O deputado pondera que o agronegócio, responsável pelo superávit primário e pelo saldo positivo da balança comercial brasileira, terá muito a ganhar, pois a mudança significará fortalecer a competitividade e ampliar o mercado interno.
Em geral, a receptividade à proposta no meio empresarial é animadora. "A alta carga tributária está forçando empresas a migrarem para outros países, a exemplo da Argentina", reclamou o presidente da Abag, Carlos Lovatelli. A entidade defende uma ampla reforma tributária que elimine as distorções, entre elas a guerra fiscal, provocada pela cobrança de diferentes alíquotas de ICMS nos estados.
Na quarta-feira passada, Hauly voltou a abordar o tema também em São Paulo na Câmara Americana do Comércio (Amcham). Desde fevereiro, quando o governo enviou sua proposta de reforma tributária para o Congresso Nacional, a agenda dele está bastante concorrida.
O núcleo proposta estabelece a concentração dos impostos nos segmentos que respondem por 67% da arrecadação do Imposto sobre Circulação de Mercadorias e Serviços (ICMS) – energia elétrica, combustível e comunicação (42%) e cigarros, bebidas, veículos, eletroeletrônicos, eletrodomésticos, pneus e autopeças (25%).

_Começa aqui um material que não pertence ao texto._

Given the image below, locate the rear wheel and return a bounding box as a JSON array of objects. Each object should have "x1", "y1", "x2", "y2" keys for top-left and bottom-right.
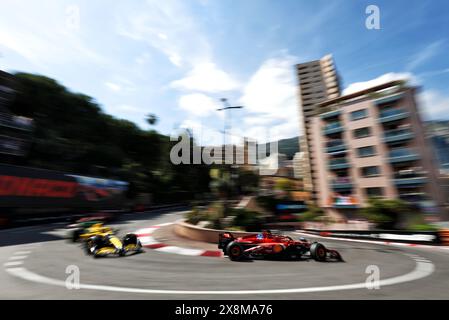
[
  {"x1": 72, "y1": 229, "x2": 82, "y2": 242},
  {"x1": 227, "y1": 242, "x2": 243, "y2": 261},
  {"x1": 310, "y1": 242, "x2": 326, "y2": 262}
]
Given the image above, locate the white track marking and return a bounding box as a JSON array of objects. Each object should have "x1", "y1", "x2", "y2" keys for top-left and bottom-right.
[
  {"x1": 293, "y1": 231, "x2": 449, "y2": 250},
  {"x1": 14, "y1": 251, "x2": 31, "y2": 255},
  {"x1": 156, "y1": 222, "x2": 173, "y2": 227},
  {"x1": 3, "y1": 261, "x2": 23, "y2": 267},
  {"x1": 6, "y1": 254, "x2": 435, "y2": 295},
  {"x1": 155, "y1": 246, "x2": 204, "y2": 256},
  {"x1": 8, "y1": 255, "x2": 27, "y2": 260}
]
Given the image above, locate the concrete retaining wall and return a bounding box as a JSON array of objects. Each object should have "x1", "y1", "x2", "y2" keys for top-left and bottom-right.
[{"x1": 174, "y1": 220, "x2": 254, "y2": 243}]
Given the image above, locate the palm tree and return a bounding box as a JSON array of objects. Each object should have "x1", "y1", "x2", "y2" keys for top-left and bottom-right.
[{"x1": 145, "y1": 113, "x2": 158, "y2": 126}]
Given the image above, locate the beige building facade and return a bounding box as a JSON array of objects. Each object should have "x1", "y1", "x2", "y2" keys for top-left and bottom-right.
[
  {"x1": 310, "y1": 81, "x2": 444, "y2": 218},
  {"x1": 296, "y1": 55, "x2": 341, "y2": 201}
]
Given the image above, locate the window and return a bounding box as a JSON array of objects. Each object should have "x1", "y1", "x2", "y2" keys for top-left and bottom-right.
[
  {"x1": 357, "y1": 146, "x2": 376, "y2": 158},
  {"x1": 353, "y1": 127, "x2": 371, "y2": 139},
  {"x1": 351, "y1": 109, "x2": 367, "y2": 121},
  {"x1": 360, "y1": 166, "x2": 380, "y2": 178},
  {"x1": 365, "y1": 187, "x2": 384, "y2": 198}
]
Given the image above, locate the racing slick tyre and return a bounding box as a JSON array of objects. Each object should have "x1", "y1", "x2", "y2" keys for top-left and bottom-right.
[
  {"x1": 71, "y1": 229, "x2": 82, "y2": 242},
  {"x1": 226, "y1": 242, "x2": 244, "y2": 261},
  {"x1": 310, "y1": 242, "x2": 326, "y2": 262},
  {"x1": 85, "y1": 236, "x2": 101, "y2": 258}
]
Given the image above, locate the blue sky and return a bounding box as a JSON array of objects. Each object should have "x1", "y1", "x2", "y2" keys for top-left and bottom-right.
[{"x1": 0, "y1": 0, "x2": 449, "y2": 144}]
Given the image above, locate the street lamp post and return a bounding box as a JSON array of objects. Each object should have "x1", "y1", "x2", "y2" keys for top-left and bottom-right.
[
  {"x1": 217, "y1": 98, "x2": 243, "y2": 202},
  {"x1": 217, "y1": 98, "x2": 243, "y2": 164}
]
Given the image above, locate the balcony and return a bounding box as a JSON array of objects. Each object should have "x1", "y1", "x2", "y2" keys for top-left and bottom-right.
[
  {"x1": 0, "y1": 112, "x2": 33, "y2": 131},
  {"x1": 384, "y1": 129, "x2": 414, "y2": 143},
  {"x1": 330, "y1": 177, "x2": 352, "y2": 191},
  {"x1": 323, "y1": 122, "x2": 343, "y2": 135},
  {"x1": 393, "y1": 170, "x2": 427, "y2": 187},
  {"x1": 379, "y1": 108, "x2": 409, "y2": 123},
  {"x1": 326, "y1": 140, "x2": 346, "y2": 153},
  {"x1": 320, "y1": 109, "x2": 341, "y2": 119},
  {"x1": 374, "y1": 93, "x2": 404, "y2": 105},
  {"x1": 388, "y1": 148, "x2": 419, "y2": 163},
  {"x1": 329, "y1": 158, "x2": 350, "y2": 170},
  {"x1": 330, "y1": 196, "x2": 359, "y2": 209}
]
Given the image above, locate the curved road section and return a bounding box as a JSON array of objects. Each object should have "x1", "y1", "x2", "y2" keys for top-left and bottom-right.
[{"x1": 0, "y1": 212, "x2": 449, "y2": 299}]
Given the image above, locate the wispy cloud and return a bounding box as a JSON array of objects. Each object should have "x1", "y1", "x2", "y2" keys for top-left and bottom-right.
[
  {"x1": 0, "y1": 0, "x2": 108, "y2": 68},
  {"x1": 405, "y1": 40, "x2": 444, "y2": 71},
  {"x1": 171, "y1": 62, "x2": 239, "y2": 92},
  {"x1": 239, "y1": 54, "x2": 300, "y2": 140},
  {"x1": 116, "y1": 0, "x2": 211, "y2": 67},
  {"x1": 178, "y1": 93, "x2": 219, "y2": 118},
  {"x1": 419, "y1": 89, "x2": 449, "y2": 120},
  {"x1": 343, "y1": 72, "x2": 419, "y2": 95}
]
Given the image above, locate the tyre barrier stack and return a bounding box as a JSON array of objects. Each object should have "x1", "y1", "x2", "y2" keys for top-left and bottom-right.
[{"x1": 438, "y1": 229, "x2": 449, "y2": 246}]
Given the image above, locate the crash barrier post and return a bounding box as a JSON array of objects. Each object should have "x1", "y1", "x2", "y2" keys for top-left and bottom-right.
[{"x1": 438, "y1": 229, "x2": 449, "y2": 246}]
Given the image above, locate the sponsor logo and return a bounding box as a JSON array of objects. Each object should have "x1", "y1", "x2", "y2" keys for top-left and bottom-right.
[{"x1": 0, "y1": 176, "x2": 78, "y2": 198}]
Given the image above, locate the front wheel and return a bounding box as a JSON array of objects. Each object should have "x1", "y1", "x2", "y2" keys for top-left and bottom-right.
[
  {"x1": 227, "y1": 242, "x2": 243, "y2": 261},
  {"x1": 310, "y1": 242, "x2": 326, "y2": 262}
]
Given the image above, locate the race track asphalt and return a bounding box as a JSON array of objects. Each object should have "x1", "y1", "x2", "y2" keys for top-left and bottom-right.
[{"x1": 0, "y1": 212, "x2": 449, "y2": 300}]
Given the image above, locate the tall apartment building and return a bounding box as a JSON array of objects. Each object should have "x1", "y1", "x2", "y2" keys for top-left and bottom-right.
[
  {"x1": 296, "y1": 55, "x2": 341, "y2": 200},
  {"x1": 310, "y1": 81, "x2": 444, "y2": 218},
  {"x1": 292, "y1": 151, "x2": 304, "y2": 179}
]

Segundo a PEC, a diferença de 33% que deixaria de ser recolhido dos produtos isentos sairia de um incremento na base da tributação da energia, combustível e comunicação, em torno de 20%.
A proposta de Hauly será analisada pela Comissão Especial da Câmara dos Deputados que vai examinar o mérito da proposta de reforma tributária do governo. Mesmo sendo da oposição, ele acredita nas suas posições e na sua capacidade de ganhar adesões junto aos parlamentares governistas. Em 2006, ele foi relator da proposta da Lei Geral das Micro e Pequenas Empresas, aprovada com folga na Câmara e no Senado.
O deputado está convencido de que a simplificação radical acaba com as ações na Justiça, com a sonegação, a guerra fiscal, a elisão, nota calçada, nota paralela, nota plastificada, o crédito frio. É uma medida de simplificação radical.
Para resolver o ISS (Imposto sobre Serviços), de competência municipal, o deputado recomenda que seja o mesmo tratamento dado ao ICMS. "Extinto o ISS daríamos um imposto seletivo monofásico para eles. Dessa maneira, teríamos um imposto simplificado. O governo federal trabalharia a sua parte no PIS, COFINS, IOF, Contribuição Social sobre o Lucro Líquido, IPI e Imposto de Renda, fazendo uma simplificação", propõe.
Pela proposta apresentada pelo deputado, ficam isenta de qualquer tributo também máquinas e equipamentos. "Haveria uma transferência de renda gigantesca, de algo em torno de R$ 100 bilhões para as faixas populares", afirma. Com isso, destaca ele, a guerra fiscal estará definitivamente eliminada, garantindo estabilidade e segurança jurídica para empresários e governantes.
De acordo com o parlamentar, esse valor equivale ao imposto que seria tirado sobre comida, remédio, artigos de higiene e produtos de consumo da população. O modelo preconizado pelo deputado é resultado de 20 anos de estudos e foi inspirado nos modelos norte-americano e europeu. Disse que aproveitou o que há de melhor nos dois sistemas tributários. "Estados Unidos e Europa tem sistemas eficientes que estão focados na renda", disse. Para Hauly, a proposta de reforma apresentada pelo Executivo torna o sistema tributário brasileiro "caótico", porque castiga o setor produtivo e o consumidor indistintamente. Na proposta do governo, apenas os produtos exportados são isentos de tributação.